Auteur de plusieurs saisons exceptionnelles avec l’Union Bordeaux-Bègles et le XV de France, Louis Bielle-Biarrey fait aujourd’hui partie des meilleurs ailiers de la planète. Pourtant, le jeune international français n’a pas échappé aux critiques au début de sa carrière, notamment dans un secteur de jeu bien précis : les ballons hauts.
Interrogé sur ce sujet par Midi Olympique, le Bordelais reconnaît avoir énormément travaillé pour progresser, tout en expliquant la manière dont il gère désormais les remarques venues de l’extérieur.
Un secteur de jeu longtemps pointé du doigt
Louis Bielle-Biarrey sait que son profil d’ailier moderne l’oblige à être performant dans tous les domaines.
L’international français reconnaît que les ballons hauts ont longtemps constitué un axe de progression important.
« J’ai des qualités de vitesse, des qualités techniques, mais c’est vrai qu’on m’a reproché ce secteur à un moment. Notamment après ce match face à l’Afrique du Sud où nous n’avions pas été bons sur les ballons hauts. Pas seulement moi, mais l’équipe dans son ensemble. C’est quelque chose que je travaille énormément. Je suis loin d’être parfait dans ce domaine, mais je progresse petit à petit. »
Pour l’ailier de l’UBB, le poste a énormément évolué ces dernières années.
Il estime que les exigences sont aujourd’hui bien plus larges qu’auparavant.
« Je sais que c’est un secteur dans lequel les ailiers sont aujourd’hui très attendus. Honnêtement, le poste d’ailier est devenu ultra complet. Il y a énormément de choses à améliorer : la défense, les duels offensifs, la passe, le jeu au pied. (…) Moi, j’ai envie de progresser partout pour devenir le joueur le plus complet possible. Je suis très exigeant avec moi-même. »
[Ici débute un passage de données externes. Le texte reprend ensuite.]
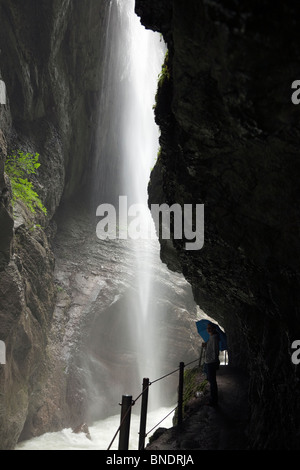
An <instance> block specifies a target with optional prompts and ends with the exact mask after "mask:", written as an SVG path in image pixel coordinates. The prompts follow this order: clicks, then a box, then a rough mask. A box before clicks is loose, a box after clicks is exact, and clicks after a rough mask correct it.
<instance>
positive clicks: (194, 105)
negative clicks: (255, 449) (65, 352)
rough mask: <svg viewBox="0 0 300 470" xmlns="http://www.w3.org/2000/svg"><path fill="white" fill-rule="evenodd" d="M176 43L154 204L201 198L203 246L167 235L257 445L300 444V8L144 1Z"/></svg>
mask: <svg viewBox="0 0 300 470" xmlns="http://www.w3.org/2000/svg"><path fill="white" fill-rule="evenodd" d="M136 12H137V14H138V15H139V16H140V17H141V21H142V23H143V24H144V25H145V26H146V27H147V28H151V29H153V30H156V31H159V32H161V33H162V34H163V36H164V39H165V41H166V43H167V46H168V57H167V58H166V64H165V72H164V75H163V78H162V80H161V83H160V87H159V89H158V93H157V104H156V121H157V123H158V124H159V126H160V129H161V138H160V144H161V152H160V155H159V158H158V161H157V163H156V165H155V168H154V169H153V171H152V175H151V181H150V184H149V195H150V203H162V202H167V203H168V204H173V203H175V202H179V203H182V204H183V203H194V204H197V203H202V204H205V243H204V247H203V248H202V249H201V250H200V251H189V252H188V251H185V250H184V248H183V244H182V242H181V241H180V240H173V243H172V244H170V243H166V242H165V241H164V240H161V257H162V259H163V260H164V262H166V263H167V265H168V266H169V267H170V268H171V269H176V270H181V271H182V273H183V274H184V276H185V277H186V279H188V280H189V282H190V283H191V285H192V288H193V293H194V296H195V299H196V301H197V303H198V305H199V306H200V307H201V308H202V309H203V310H204V311H205V312H206V313H207V314H208V315H210V316H212V317H213V318H215V319H216V320H217V321H218V322H219V323H220V324H221V325H222V326H223V327H224V328H225V330H226V332H227V335H228V344H229V355H230V363H231V364H232V365H233V366H237V367H241V368H243V369H245V370H247V371H248V372H249V375H250V389H249V402H250V410H251V414H250V422H249V429H248V437H249V446H250V448H253V449H293V448H299V437H300V434H299V432H300V427H299V425H300V421H299V420H300V401H299V370H298V369H297V366H296V365H294V364H293V363H292V361H291V344H292V342H293V341H294V340H295V339H298V338H299V337H300V327H299V325H300V321H299V320H300V318H299V262H298V260H299V247H300V244H299V195H300V194H299V191H300V190H299V184H298V180H299V169H300V161H299V139H300V127H299V113H300V108H299V107H297V106H294V105H293V104H292V102H291V94H292V92H291V84H292V82H293V81H294V80H296V79H299V47H298V44H299V28H298V27H297V22H296V17H297V15H298V14H299V7H298V6H297V4H296V3H295V2H293V1H288V2H284V4H283V3H281V2H280V3H279V2H277V3H271V2H268V1H263V2H257V1H254V2H253V1H243V2H236V1H234V0H228V1H222V2H221V1H218V0H216V1H214V0H204V1H203V0H202V1H199V0H190V1H184V0H166V1H164V2H160V1H158V0H151V1H150V0H136Z"/></svg>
« Les réseaux sociaux peuvent faire beaucoup plus mal »
Le joueur de 22 ans explique également avoir changé son rapport aux critiques au fil des saisons.
Aujourd’hui, Louis Bielle-Biarrey préfère prendre du recul plutôt que de s’attarder sur les commentaires publiés après les matches.
« Je regarde très peu ce qui se dit. Évidemment, je suis sur les réseaux sociaux, je vois passer certaines choses, mais je ne cherche pas à tout lire ni à tout creuser. (…) Au début, je regardais davantage. Aujourd’hui, j’essaie de prendre du recul. Quand on fait un mauvais match, on le sait déjà. Et les gens sur les réseaux sociaux ne vous le diront pas forcément de la même manière que s’ils vous croisaient dans la rue. Parfois, ça peut vous faire beaucoup plus mal que ce que reflète réellement votre performance. »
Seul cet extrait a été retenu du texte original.